Despite its color on Google Maps, the Long Island Expressway is no yellow brick road, but a number of green projects in northeast Queens have contributed to New York City being compared with the Land of Oz.
The National Resources Defense Council recently gave the city a five-out-of-six rating on its Emerald City Scale, which measures how cities tackle water-pollution problems, urban stormwater runoff and sewage overflows with smarter and greener practices.
“New York City recognizes that green infrastructure — which stops rain where it falls — is the smartest way to reduce water pollution from storms,” said Karen Hobbs, NRDC senior policy analyst.
“It often only takes a fraction of an inch to trigger this kind of pollution. And the trend of extreme weather we’ve seen this year — including a hurricane — drives home the need for these smarter solutions to New York’s water woes,” she said.
In general, the “Rooftops to Rivers II” report gives the city high marks for developing and funding its Green Infrastructure Plan — released in September 2010 — which requires the reduction of impervious surfaces and offers incentives for private parties to contribute toward the goal of sustaining clean waterways.
Specifically, the report cites the city Department of Environmental Protection’s new Bluebelt locations in Queens and its distribution of rain barrels in the borough as contributing toward that goal.
“We agree with NRDC’s assessment that New York City is at the forefront of green investments, and future projects in Queens will be a major part of it,” said DEP spokesman Farrell Sklerov. “Our groundbreaking green infrastructure plan will dramatically improve the city’s waterways, a key goal of PlaNYC — the mayor’s long-term vision for a greener, greater New York.”
The Bluebelt program — first implemented on Staten Island — combines conventional storm sewers and natural wetlands and streams to manage stormwater.
This past July, the city Department of Environmental Protection announced the completion of a $2.5 million improvement to Oakland Lake Park, the first project under the Bluebelt program in Queens.
The park includes a rain garden that allows water to infiltrate and be filtered by the ground, the storm sewers and new plantings.
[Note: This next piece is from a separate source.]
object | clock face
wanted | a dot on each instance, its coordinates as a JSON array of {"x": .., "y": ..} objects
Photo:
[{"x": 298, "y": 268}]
The park’s drainage system feeds into the DEP’s Alley Creek Combined Sewer Overflow facility, completed in May, which reduces the amount of polluted run-off discharged into Alley Creek and Little Neck Bay.
Sklerov said Queens’ main Bluebelt project, near Springfield Lake, will improve Jamaica Bay water quality and benefit the community’s open space.
Since 2008 the DEP has given away 2,000 rain barrels, the largest concentration of which in the borough can be found from Bellerose down through Laurelton.
The rain barrels connect directly to a building’s existing downspout to collect water for watering lawns and gardens, which often account for up to 40 percent of a household’s summer water consumption in areas with single-family homes.
“The city has strongly embraced green infrastructure to manage runoff in public spaces, recognizing that these techniques are the most effective way to reduce sewage overflows,” said Larry Levine, a senior attorney in the Water Program at NRDC.
“Stopping runoff with green infrastructure on private property is a crucial part in solving the city’s stormwater problems and improving the health of our communities,” he said. “The city should adopt the same approach when setting standards for private development.”